Dai dati dell'Organizzazione Mondiale della Sanità, si calcola vi siano almeno 5.000 malattie rare; di esse circa 4.000 avrebbero un'origine genetica.
I ricercatori non si occupano volentieri di malattie rare, perché ci sono scarse probabilità di essere finanziati. Per le aziende, infatti, investire nella ricerca di un farmaco per una patologia rara sarebbe un'iniziativa a fondo perso: le eventuali vendite del medicinale (a pochi malati) non sarebbero mai sufficienti a coprire le spese. Inoltre la ricerca è ostacolata anche dalla difficoltà di reperire modelli sperimentali per lo studio della patogenesi di queste malattie. Infine, la scarsità del numero dei pazienti è un ostacolo all'attuazione di trial clinici, sia perché può essere difficile letteralmente individuare i pazienti (non ci sono registri di persone malate), sia perché può essere difficile raggiungere una sufficiente potenza statistica (cioè un campione abbastanza numeroso).
Chi le adotta
Fino ad ora le associazioni: di pazienti e di famiglie di pazienti, sono quelle che si sono occupate attivamente di tutte le problematiche di queste patologie. Queste associazioni nascono da piccoli gruppi di pazienti e loro famiglie che decidono di aiutarsi a vicenda, soprattutto nell'assistenza domiciliare. Molte di queste riescono anche a finanziare progetti di ricerca, ma raccogliere fondi è molto difficile. Trattandosi di (tante) malattie rare, infatti, le associazioni sono moltissime ma piccole, poco conosciute a livello nazionale e istituzionale, quindi poco influenti.

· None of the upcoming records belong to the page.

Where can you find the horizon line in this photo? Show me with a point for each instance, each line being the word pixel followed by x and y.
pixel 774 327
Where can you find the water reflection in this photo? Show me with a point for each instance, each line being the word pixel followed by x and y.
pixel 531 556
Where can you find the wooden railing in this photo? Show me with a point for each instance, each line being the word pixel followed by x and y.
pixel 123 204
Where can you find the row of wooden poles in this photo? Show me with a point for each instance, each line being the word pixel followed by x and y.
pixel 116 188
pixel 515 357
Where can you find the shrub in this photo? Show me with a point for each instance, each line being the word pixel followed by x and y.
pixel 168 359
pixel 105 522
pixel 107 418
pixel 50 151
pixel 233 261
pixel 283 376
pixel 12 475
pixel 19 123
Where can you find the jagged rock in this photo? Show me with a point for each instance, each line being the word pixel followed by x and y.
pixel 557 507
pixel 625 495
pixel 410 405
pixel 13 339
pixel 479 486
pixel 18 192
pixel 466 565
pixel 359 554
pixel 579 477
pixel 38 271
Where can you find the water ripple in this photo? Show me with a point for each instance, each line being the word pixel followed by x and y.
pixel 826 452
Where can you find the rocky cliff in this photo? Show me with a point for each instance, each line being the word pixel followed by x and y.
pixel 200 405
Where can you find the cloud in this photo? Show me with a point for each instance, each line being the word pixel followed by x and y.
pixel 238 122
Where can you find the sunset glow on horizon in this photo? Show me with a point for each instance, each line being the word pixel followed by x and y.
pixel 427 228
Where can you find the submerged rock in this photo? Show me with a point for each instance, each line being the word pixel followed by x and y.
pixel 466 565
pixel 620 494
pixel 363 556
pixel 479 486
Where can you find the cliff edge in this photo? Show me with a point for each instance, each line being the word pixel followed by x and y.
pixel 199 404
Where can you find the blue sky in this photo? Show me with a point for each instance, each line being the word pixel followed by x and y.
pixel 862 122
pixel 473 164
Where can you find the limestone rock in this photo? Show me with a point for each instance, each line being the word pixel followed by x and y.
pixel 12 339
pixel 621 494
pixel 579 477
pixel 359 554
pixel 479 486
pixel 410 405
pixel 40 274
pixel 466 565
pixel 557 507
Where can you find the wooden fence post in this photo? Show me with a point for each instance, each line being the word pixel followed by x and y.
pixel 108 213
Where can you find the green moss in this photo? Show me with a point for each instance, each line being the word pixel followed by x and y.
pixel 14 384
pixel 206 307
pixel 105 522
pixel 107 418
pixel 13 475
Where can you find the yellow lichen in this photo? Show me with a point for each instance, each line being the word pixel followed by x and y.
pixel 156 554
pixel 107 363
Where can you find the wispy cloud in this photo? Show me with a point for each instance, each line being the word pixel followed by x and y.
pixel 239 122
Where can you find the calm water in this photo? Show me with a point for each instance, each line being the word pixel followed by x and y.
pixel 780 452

Alcune di queste associazioni si sono riunite sotto il nome "Uniamo", sottoscrivendo la prima Magna Charta, in occasione dell'assemblea generale tenutasi a Venezia il 1° settembre di quest'anno.
Giuseppe Liberto, ideatore dell'iniziativa Orphan Drug Research, ha già un elenco di almeno 100 associazioni che potrebbero beneficiare dei fondi raccolti con il suo marchio. Fondi che, ovviamente, dovranno essere gestiti con la massima trasparenza...ma ancora non si sa da chi.

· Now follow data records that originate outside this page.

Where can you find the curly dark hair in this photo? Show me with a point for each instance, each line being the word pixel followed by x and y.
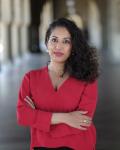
pixel 83 61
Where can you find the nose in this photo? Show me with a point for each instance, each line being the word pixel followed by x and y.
pixel 59 45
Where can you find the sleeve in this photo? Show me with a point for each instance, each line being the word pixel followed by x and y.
pixel 26 116
pixel 89 98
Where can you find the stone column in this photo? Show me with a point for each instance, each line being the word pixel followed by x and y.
pixel 4 31
pixel 25 24
pixel 114 31
pixel 15 29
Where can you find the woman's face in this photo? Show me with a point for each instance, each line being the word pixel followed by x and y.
pixel 59 45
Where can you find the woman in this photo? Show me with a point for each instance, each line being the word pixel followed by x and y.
pixel 58 101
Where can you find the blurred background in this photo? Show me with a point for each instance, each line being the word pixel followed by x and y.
pixel 23 24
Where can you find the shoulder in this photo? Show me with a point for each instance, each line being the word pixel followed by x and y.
pixel 35 73
pixel 85 84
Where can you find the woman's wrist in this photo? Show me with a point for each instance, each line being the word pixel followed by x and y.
pixel 58 118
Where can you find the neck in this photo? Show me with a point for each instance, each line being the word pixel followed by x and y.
pixel 56 67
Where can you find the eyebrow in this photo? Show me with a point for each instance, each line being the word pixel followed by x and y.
pixel 63 38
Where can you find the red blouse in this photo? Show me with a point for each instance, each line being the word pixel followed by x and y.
pixel 72 95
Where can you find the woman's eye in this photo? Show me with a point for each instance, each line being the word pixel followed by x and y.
pixel 54 40
pixel 67 42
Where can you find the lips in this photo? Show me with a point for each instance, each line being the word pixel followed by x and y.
pixel 58 54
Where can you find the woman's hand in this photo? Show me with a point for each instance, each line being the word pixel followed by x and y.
pixel 78 119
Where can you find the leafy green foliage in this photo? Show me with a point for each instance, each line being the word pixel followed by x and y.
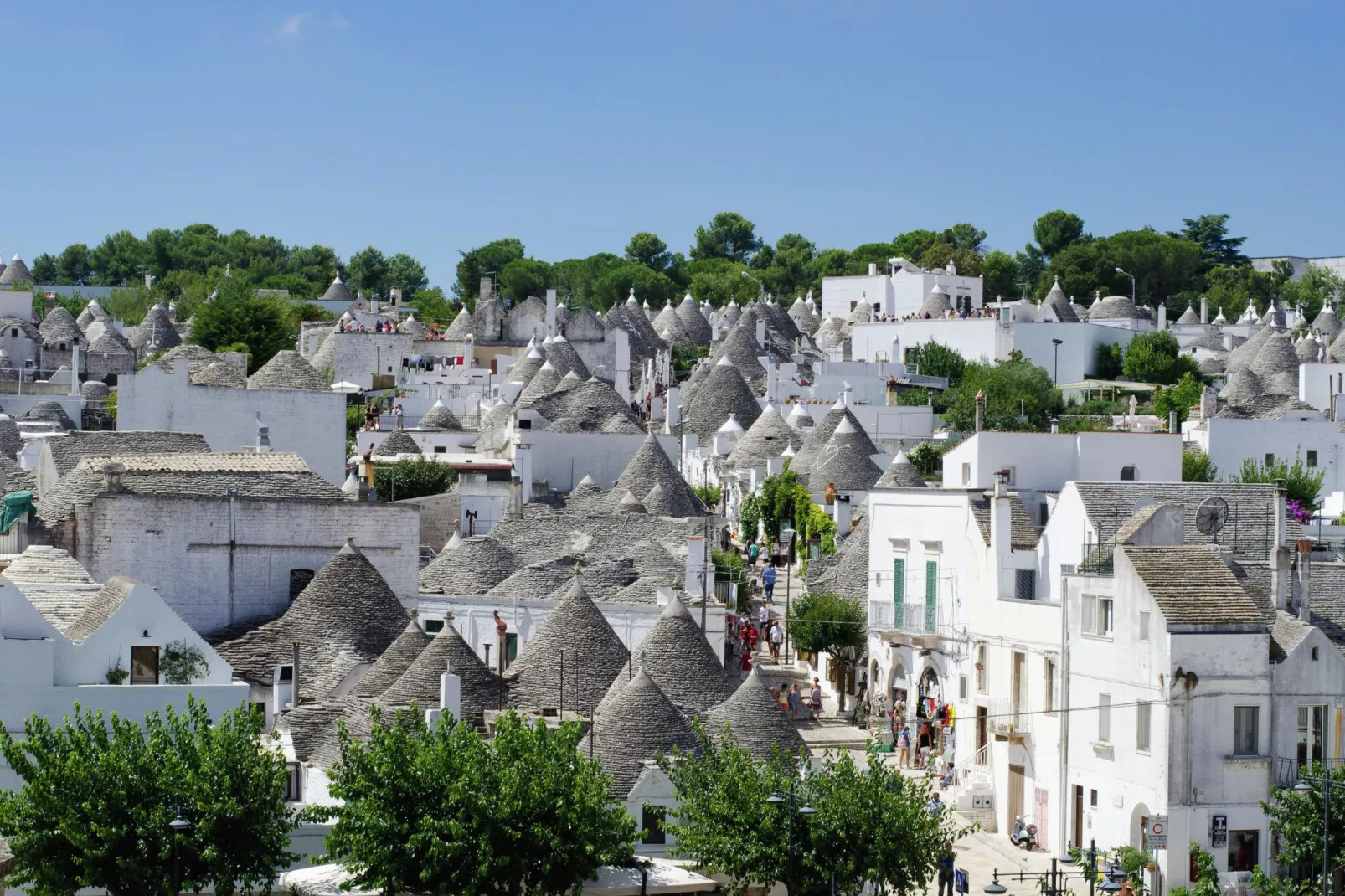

La professoressa Armanda Jori, presente come rappresentante dell'Istituto di Ricerche Mario Negri (IRMN) alla presentazione dell'iniziativa, ha chiarito subito che non sarà l'istituto a gestire queste donazioni. Il Negri fu il primo in Italia, oltre 10 anni fa, ad occuparsi di malattie rare, con il Centro di Ricerche Cliniche per le Malattie Rare Aldo e Cele Daccò, ancora oggi la migliore fonte di preziose informazioni per pazienti e medici. In questa veste, ma senza nessun coinvolgimento diretto, l'IRMN vede positivamente l'iniziativa di Liberto. In concreto, invece, ha collaborato con la Regione Lombardia per istituire la prima Rete Regionale per le Malattie Rare, in ottemperanza al DM 279/2001.